Tantangan dalam Adopsi Pembayaran Digital

Meskipun ada progres signifikan, beberapa tantangan masih dihadapi oleh konsumen dalam mengadopsi pembayaran digital. Beberapa di antaranya adalah:

  • Kurangnya Kepercayaan

    Meski penggunaan AI dan dompet digital meningkat, sebagian konsumen masih merasa ragu terhadap keamanan transaksi digital.
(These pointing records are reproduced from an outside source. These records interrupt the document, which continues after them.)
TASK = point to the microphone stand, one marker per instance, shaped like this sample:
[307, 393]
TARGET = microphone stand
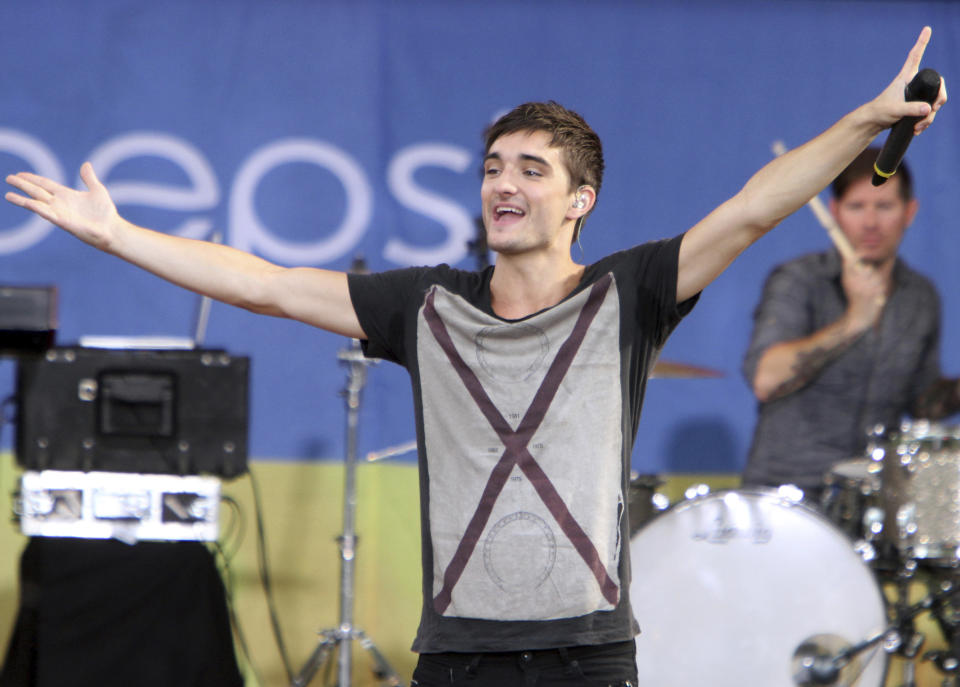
[342, 636]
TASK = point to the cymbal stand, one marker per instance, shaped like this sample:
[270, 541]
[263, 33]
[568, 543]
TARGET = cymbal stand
[342, 636]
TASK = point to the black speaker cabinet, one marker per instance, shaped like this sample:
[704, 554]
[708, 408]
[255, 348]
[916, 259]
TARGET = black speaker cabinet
[28, 318]
[179, 412]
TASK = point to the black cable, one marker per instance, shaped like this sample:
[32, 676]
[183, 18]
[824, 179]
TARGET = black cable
[265, 579]
[235, 530]
[228, 583]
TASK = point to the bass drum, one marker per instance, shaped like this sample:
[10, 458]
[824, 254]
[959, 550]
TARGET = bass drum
[726, 587]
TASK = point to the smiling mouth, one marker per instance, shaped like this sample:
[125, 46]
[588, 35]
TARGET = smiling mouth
[503, 211]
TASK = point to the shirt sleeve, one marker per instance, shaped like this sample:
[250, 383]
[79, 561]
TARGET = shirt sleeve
[654, 268]
[381, 301]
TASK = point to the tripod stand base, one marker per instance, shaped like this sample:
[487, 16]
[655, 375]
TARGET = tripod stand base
[333, 639]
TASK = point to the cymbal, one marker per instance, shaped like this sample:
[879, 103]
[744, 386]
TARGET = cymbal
[668, 369]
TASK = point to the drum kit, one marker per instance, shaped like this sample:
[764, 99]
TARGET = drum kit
[762, 587]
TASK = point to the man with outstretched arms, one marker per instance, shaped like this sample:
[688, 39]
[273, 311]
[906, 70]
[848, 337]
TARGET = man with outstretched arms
[528, 377]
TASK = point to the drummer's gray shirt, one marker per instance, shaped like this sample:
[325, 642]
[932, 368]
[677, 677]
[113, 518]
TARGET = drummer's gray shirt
[875, 381]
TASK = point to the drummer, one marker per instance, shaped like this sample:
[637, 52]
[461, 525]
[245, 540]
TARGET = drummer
[841, 346]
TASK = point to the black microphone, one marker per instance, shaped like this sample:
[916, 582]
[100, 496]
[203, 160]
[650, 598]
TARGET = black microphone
[924, 86]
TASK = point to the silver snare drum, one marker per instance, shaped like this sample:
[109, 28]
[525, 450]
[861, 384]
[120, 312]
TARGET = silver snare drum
[726, 587]
[851, 497]
[921, 489]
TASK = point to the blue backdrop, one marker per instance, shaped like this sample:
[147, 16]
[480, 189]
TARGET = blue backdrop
[312, 132]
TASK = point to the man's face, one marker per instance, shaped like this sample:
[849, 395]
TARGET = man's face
[874, 218]
[526, 193]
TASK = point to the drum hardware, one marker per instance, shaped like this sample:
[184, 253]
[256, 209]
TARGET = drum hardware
[920, 468]
[830, 661]
[342, 637]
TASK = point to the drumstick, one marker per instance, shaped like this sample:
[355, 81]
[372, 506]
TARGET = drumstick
[826, 220]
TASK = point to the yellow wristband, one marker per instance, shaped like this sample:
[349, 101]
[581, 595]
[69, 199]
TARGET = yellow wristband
[885, 175]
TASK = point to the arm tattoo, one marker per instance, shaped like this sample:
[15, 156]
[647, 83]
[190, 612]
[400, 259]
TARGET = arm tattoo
[808, 365]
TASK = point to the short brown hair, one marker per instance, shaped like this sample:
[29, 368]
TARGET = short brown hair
[580, 147]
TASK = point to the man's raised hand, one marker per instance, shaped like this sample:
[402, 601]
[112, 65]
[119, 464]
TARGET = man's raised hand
[89, 215]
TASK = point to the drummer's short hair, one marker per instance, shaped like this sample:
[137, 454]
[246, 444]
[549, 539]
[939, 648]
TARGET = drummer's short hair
[862, 167]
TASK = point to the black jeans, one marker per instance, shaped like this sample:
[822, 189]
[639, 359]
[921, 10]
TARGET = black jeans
[605, 665]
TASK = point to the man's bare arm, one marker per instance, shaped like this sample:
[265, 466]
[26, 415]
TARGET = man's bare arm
[317, 297]
[789, 181]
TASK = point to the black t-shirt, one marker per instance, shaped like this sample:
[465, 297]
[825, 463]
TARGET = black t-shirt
[524, 431]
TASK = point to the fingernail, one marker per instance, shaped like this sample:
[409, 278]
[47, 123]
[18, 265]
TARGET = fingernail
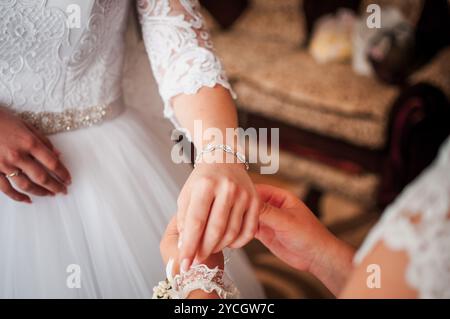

Mereka membutuhkan bukti tambahan atau sertifikasi dari lembaga yang terpercaya.

  • Keterbatasan Akses Teknologi

    Di daerah tertentu, akses ke internet dan perangkat digital masih terbatas, sehingga menghambat adopsi pembayaran digital.

  • Kompleksitas Proses Pembayaran

    Beberapa konsumen merasa proses pembayaran digital terlalu rumit, terutama jika harus mengatur banyak akun atau mengikuti langkah-langkah tambahan.

Dengan berbagai strategi dan upaya yang dilakukan, Visa Indonesia berharap dapat menciptakan lingkungan digital yang lebih aman, nyaman, dan inklusif bagi seluruh lapisan masyarakat.